Central Limit Theorem (CLT)#
The Central Limit Theorem (CLT) states that, given a sufficiently large sample size, the sampling distribution of the sample mean \(\bar{X}\) will be approximately normal, regardless of the distribution of the population from which the sample is drawn.
This approximation improves as the sample size \(n\) increases.

Image Source: https://mathematicalmysteries.org/central-limit-theorem/
The CLT is foundational in inferential statistics because it allows us to make probability statements about sample means even when the population distribution is unknown.
In general, CLT applies when \(n\geq 30\) at minimum. But, the actual minimum size can depend on the characteristics of the population distribution and the specific context of the analysis. For populations that are heavily skewed or have outliers, larger samples may be required to ensure the sampling distribution of the mean is approximately normal.
Note: We will return to how to calculate sample size later in the Causal Inference section on power.
Overview of Probability Distributions#
Bernoulli Distribution:
Represents a single trial with two possible outcomes: success (\(1\)) and failure (\(0\)).
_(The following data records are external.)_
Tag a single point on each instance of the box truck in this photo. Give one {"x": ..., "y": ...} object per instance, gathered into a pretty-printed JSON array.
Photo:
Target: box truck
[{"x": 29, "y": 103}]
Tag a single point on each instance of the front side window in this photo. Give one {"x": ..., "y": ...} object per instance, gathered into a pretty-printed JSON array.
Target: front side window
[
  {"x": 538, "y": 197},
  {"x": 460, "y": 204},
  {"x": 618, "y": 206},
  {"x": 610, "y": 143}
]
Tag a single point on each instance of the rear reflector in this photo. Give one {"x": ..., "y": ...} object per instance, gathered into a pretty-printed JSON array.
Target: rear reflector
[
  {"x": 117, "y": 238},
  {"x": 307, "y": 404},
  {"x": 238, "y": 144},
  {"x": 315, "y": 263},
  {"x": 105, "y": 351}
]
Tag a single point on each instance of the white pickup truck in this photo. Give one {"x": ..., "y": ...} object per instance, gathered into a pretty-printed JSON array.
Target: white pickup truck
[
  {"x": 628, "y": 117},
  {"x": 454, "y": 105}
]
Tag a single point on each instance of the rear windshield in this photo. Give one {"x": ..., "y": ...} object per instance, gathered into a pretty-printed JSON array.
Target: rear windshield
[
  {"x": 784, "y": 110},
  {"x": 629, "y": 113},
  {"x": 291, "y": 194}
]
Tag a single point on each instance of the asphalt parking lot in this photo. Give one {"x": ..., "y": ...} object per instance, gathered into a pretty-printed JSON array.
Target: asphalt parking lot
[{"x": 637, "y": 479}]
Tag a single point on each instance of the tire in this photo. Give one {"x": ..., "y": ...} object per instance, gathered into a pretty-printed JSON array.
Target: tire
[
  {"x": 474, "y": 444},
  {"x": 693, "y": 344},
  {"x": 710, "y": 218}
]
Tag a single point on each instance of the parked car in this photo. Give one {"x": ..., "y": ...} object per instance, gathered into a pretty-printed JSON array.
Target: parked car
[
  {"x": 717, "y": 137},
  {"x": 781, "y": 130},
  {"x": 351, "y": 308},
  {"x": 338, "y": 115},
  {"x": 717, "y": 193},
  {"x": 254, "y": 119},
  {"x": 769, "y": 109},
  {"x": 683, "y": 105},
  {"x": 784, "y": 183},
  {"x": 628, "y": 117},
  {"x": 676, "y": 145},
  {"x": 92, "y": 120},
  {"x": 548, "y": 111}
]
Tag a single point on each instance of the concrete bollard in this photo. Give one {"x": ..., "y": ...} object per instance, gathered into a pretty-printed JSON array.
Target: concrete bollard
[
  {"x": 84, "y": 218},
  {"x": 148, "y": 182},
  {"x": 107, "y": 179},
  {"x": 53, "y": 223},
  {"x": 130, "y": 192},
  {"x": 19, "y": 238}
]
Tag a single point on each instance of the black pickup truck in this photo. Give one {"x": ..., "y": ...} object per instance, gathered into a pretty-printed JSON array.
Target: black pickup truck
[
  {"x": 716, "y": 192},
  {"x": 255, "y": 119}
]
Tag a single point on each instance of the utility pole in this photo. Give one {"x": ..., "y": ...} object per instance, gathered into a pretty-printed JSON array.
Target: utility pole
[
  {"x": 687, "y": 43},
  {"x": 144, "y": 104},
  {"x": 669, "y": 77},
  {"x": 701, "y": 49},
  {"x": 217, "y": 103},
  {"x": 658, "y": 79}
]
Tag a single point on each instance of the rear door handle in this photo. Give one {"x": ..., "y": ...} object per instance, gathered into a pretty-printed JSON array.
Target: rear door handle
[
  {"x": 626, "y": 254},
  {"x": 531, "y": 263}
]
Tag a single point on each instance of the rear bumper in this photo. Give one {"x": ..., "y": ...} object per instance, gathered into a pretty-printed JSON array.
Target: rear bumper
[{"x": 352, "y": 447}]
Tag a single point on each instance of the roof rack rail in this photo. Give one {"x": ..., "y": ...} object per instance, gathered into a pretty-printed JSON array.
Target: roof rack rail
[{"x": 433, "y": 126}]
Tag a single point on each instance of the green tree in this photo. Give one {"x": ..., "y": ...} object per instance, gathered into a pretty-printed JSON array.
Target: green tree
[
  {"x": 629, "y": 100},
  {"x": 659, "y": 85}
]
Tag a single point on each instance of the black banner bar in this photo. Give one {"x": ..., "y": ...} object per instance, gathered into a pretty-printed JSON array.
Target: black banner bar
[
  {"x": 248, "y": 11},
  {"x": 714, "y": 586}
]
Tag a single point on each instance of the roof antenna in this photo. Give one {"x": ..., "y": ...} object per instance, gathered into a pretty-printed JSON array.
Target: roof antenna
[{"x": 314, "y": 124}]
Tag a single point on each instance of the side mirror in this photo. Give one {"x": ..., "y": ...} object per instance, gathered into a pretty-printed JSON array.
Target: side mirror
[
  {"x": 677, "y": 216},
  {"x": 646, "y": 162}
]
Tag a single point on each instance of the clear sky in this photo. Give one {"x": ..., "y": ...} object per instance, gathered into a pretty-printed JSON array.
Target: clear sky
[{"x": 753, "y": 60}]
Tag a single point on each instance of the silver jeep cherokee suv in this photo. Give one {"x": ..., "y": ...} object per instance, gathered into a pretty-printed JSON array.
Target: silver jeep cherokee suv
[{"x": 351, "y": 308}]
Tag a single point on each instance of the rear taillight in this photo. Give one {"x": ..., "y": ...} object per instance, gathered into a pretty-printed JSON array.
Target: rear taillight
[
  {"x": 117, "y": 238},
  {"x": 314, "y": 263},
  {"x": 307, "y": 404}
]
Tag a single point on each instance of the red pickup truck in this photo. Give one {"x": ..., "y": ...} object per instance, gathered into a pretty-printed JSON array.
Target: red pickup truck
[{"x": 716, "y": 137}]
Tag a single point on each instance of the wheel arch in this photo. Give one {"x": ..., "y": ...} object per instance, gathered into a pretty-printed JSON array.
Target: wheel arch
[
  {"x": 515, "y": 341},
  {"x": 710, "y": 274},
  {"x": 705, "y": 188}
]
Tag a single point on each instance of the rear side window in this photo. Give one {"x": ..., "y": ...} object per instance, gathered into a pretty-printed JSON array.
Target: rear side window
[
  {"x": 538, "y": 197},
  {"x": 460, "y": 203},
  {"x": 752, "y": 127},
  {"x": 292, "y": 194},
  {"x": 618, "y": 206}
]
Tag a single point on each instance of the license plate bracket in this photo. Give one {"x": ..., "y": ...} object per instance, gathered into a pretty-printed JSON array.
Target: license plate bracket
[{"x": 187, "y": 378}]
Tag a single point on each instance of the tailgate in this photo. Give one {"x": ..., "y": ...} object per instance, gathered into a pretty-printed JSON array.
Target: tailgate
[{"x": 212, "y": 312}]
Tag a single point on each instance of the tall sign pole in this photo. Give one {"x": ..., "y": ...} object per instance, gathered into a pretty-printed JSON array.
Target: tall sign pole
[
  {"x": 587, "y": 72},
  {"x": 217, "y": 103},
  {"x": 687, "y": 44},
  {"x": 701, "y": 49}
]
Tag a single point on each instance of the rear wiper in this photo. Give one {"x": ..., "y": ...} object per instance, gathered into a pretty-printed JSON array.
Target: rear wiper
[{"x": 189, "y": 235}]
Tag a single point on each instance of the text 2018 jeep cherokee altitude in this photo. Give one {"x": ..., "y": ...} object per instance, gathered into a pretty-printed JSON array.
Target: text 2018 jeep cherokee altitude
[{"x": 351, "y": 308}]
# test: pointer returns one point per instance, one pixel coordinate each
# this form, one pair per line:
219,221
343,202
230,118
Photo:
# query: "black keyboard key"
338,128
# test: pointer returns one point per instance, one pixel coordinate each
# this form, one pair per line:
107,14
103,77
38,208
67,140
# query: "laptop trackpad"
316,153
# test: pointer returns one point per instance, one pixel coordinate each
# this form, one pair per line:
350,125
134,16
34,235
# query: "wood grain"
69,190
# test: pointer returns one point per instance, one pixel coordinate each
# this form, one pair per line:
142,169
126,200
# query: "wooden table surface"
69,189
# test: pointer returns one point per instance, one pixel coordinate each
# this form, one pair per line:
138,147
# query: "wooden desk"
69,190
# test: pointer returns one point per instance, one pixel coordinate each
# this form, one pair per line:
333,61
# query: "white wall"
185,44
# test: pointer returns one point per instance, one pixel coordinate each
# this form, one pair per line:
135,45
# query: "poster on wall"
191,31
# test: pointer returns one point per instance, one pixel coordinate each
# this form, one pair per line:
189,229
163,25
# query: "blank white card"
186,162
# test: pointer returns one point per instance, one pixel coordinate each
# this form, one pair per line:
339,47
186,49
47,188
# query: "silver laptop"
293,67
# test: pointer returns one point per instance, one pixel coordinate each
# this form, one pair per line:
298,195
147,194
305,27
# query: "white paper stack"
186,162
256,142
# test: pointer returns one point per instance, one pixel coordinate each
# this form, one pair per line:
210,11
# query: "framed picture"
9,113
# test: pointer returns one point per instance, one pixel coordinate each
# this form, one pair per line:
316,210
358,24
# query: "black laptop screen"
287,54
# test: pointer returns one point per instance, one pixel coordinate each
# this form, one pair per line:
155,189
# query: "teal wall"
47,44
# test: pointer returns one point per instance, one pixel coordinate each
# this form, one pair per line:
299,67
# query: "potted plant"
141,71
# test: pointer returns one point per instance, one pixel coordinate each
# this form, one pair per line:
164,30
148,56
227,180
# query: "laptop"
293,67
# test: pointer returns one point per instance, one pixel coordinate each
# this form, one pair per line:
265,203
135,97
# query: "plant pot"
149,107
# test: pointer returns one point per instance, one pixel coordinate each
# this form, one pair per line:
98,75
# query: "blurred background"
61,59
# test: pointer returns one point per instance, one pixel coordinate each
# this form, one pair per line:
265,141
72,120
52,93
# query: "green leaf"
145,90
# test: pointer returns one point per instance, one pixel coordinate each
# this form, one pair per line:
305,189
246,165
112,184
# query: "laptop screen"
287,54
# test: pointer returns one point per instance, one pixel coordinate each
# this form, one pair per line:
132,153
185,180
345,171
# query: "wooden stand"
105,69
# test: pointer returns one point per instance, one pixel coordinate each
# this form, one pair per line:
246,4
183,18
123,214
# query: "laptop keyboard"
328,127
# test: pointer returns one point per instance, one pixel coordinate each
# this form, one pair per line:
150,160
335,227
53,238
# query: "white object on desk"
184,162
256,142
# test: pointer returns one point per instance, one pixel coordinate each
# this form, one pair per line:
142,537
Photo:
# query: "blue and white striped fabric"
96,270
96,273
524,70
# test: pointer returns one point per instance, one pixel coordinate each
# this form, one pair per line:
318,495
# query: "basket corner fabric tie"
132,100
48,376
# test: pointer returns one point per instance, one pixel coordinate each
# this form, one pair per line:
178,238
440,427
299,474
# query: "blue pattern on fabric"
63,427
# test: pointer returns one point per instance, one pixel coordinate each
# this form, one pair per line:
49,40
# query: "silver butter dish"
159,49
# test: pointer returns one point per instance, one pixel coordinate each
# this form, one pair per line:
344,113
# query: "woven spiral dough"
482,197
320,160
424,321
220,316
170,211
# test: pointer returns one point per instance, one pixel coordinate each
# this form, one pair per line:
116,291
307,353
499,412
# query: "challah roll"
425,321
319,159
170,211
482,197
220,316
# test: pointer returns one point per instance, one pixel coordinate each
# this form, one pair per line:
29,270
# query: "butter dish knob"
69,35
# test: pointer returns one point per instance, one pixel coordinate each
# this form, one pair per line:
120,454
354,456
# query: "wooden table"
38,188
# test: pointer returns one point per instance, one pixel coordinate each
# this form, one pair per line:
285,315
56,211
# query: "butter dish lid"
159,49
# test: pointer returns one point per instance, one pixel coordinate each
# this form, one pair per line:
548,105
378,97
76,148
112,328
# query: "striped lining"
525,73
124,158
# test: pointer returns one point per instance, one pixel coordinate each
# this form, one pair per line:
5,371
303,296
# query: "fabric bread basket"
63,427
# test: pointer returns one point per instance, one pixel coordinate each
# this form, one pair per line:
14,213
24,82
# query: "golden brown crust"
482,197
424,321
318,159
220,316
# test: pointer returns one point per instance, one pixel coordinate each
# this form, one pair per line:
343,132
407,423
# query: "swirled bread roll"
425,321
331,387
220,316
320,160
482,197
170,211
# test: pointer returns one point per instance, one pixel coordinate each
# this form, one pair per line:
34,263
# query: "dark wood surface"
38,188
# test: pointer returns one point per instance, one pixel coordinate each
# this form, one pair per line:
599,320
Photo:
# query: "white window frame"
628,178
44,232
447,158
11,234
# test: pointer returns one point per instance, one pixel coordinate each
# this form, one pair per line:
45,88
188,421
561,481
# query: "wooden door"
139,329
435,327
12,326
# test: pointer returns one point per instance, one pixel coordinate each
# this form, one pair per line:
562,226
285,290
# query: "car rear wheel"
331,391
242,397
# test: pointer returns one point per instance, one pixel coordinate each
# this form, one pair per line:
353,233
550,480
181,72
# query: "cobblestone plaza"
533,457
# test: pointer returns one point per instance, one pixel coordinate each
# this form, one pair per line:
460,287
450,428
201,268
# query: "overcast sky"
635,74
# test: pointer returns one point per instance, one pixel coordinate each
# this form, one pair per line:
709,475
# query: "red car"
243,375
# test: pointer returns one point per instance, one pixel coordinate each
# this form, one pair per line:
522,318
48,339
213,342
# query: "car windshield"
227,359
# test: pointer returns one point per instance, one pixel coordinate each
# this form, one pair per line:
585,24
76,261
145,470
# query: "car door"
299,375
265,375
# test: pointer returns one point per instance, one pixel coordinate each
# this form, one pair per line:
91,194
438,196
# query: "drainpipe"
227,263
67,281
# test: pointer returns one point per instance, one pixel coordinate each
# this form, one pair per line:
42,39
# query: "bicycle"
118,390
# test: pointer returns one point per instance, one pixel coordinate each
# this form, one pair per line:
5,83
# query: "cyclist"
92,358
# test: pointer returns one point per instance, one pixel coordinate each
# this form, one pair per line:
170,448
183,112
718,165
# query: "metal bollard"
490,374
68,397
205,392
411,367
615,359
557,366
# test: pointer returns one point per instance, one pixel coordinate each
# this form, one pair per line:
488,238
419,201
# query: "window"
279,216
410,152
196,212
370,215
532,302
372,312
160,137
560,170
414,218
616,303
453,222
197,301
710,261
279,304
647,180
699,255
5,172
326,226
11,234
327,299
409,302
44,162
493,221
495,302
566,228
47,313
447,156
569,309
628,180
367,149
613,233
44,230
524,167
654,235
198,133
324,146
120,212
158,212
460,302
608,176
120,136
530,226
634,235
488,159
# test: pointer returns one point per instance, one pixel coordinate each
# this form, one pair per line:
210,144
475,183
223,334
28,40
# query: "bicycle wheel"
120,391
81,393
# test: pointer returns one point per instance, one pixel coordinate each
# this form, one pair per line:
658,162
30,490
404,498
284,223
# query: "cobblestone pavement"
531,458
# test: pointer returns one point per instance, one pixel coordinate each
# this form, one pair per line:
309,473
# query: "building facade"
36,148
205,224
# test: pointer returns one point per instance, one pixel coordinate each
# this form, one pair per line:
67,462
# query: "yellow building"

Probability Mass Function (PMF):
\[ P(X = x) = p^x (1 - p)^{1 - x} \quad \text{for } x = 0, 1 \]Parameter: \(p\) (probability of success).
Binomial Distribution:
Describes the number of successes in \(n\) independent Bernoulli trials.
PMF:
\[ P(X = k) = \binom{n}{k} p^k (1 - p)^{n - k} \]where \(k = 0, 1, \dots, n\).
Parameters: \(n\) (number of trials), \(p\) (probability of success).
Geometric Distribution:
Models the number of trials until the first success in a series of Bernoulli trials.
PMF:
\[ P(X = k) = (1 - p)^{k - 1} p \]where \(k = 1, 2, 3, \dots\).
Parameter: \(p\) (probability of success).
Poisson Distribution:
Represents the number of events occurring in a fixed interval, assuming the events happen independently.
PMF:
\[ P(X = k) = \frac{\lambda^k e^{-\lambda}}{k!} \]where \(k = 0, 1, 2, \dots\).
Parameter: \(\lambda\) (average rate of occurrence).
Exponential Distribution:
Models the time between events in a Poisson process.
PDF:
\[ f(x) = \lambda e^{-\lambda x} \quad \text{for } x \geq 0 \]Parameter: \(\lambda\) (rate of occurrence).
Uniform Distribution:
All outcomes are equally likely within a defined range.
PDF (continuous):
\[ f(x) = \frac{1}{b - a} \quad \text{for } a \leq x \leq b \]Parameters: \(a\) (minimum), \(b\) (maximum).
Chi-Squared Distribution:
A distribution of the sum of squares of \(k\) independent standard normal random variables.
PDF:
\[ f(x; k) = \frac{1}{2^{k/2} \Gamma(k/2)} x^{k/2 - 1} e^{-x/2} \quad \text{for } x > 0 \]Parameter: \(k\) (degrees of freedom).